2,3K
Sok z buraka, marchwi, jabłek i gruszek – smakuje jak barszczyk
Tegoroczna jesień upływa mi na zdrowych sokach i koktajlach. Codziennie przygotowuję przynajmniej jedną szklankę takiego napoju i stwierdzam, że zdecydowanie lepiej się czuję. Jesień to zawsze był dla mnie trudny czas. Coraz krótsze dni i to, że jestem meteopatką, zawsze bardzo mi dokuczało. W tym roku jest inaczej. Mam więcej sił i nie ciągnie mnie aż tak bardzo do słodyczy. Jestem przekonana, że to dzięki zmianie diety: teraz zamiast czegoś słodkiego, sięgam po sok lub koktajl. Z pomocą przychodzi mi technika, czyli wyciskarki, sokowirówki i blendery. Dzisiaj chcę Wam przedstawić wolnoobrotową wyciskarkę marki Unold. Jest to niemiecka firma z kilkudziesięcioletnią tradycją. Zajmuje się produkcją mniejszego i większego sprzętu AGD. Od czajników przez blendery po płyty indukcyjne.
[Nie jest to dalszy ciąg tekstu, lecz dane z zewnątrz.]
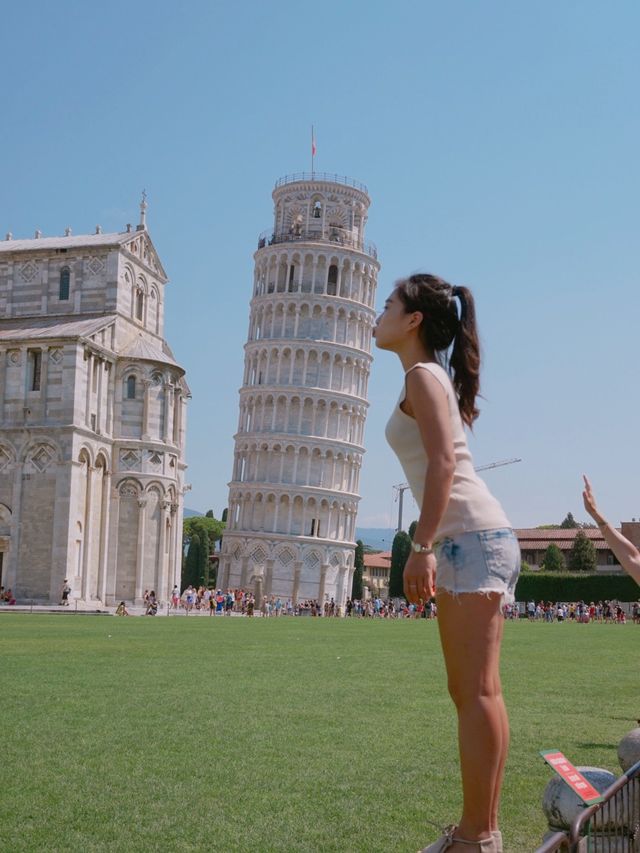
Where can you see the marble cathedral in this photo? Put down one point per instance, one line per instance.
(92, 420)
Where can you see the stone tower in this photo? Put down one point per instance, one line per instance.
(293, 496)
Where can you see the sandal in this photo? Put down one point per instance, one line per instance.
(447, 840)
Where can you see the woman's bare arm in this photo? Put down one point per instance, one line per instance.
(627, 553)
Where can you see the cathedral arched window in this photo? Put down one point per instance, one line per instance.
(65, 278)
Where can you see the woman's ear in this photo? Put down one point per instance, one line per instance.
(415, 319)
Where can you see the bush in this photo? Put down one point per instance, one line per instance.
(553, 560)
(582, 556)
(564, 586)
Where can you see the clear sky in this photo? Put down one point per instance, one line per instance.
(499, 142)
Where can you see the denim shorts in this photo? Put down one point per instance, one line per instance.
(483, 561)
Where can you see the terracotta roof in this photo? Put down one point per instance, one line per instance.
(378, 561)
(139, 348)
(536, 539)
(20, 330)
(562, 544)
(66, 242)
(555, 533)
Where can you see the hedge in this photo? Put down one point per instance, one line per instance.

Ja korzystam od pewnego czasu m.in. z wolnoobrotowej wyciskarki Unold 78255. O niej chcę Wam dzisiaj opowiedzieć i pokazać dwa pyszne i zdrowe soki, jakie w niej przygotowałam.
Sok z buraka, marchwi, jabłek i gruszek – smakuje jak barszczyk
Składniki na 2-3 porcje:
2 średnie buraki (najlepsze są podłużne)
4-5 średnich marchewek
2 duże kwaskowate i twarde jabłka
1 duża gruszka
Warzywa wyszorować i obrać. Jeśli macie warzywa z własnego ogródka, wtedy wystarczy je dobrze wyszorować. Pokroić w średniej grubości słupki, aby bez problemu zmieściły się do wyciskarki.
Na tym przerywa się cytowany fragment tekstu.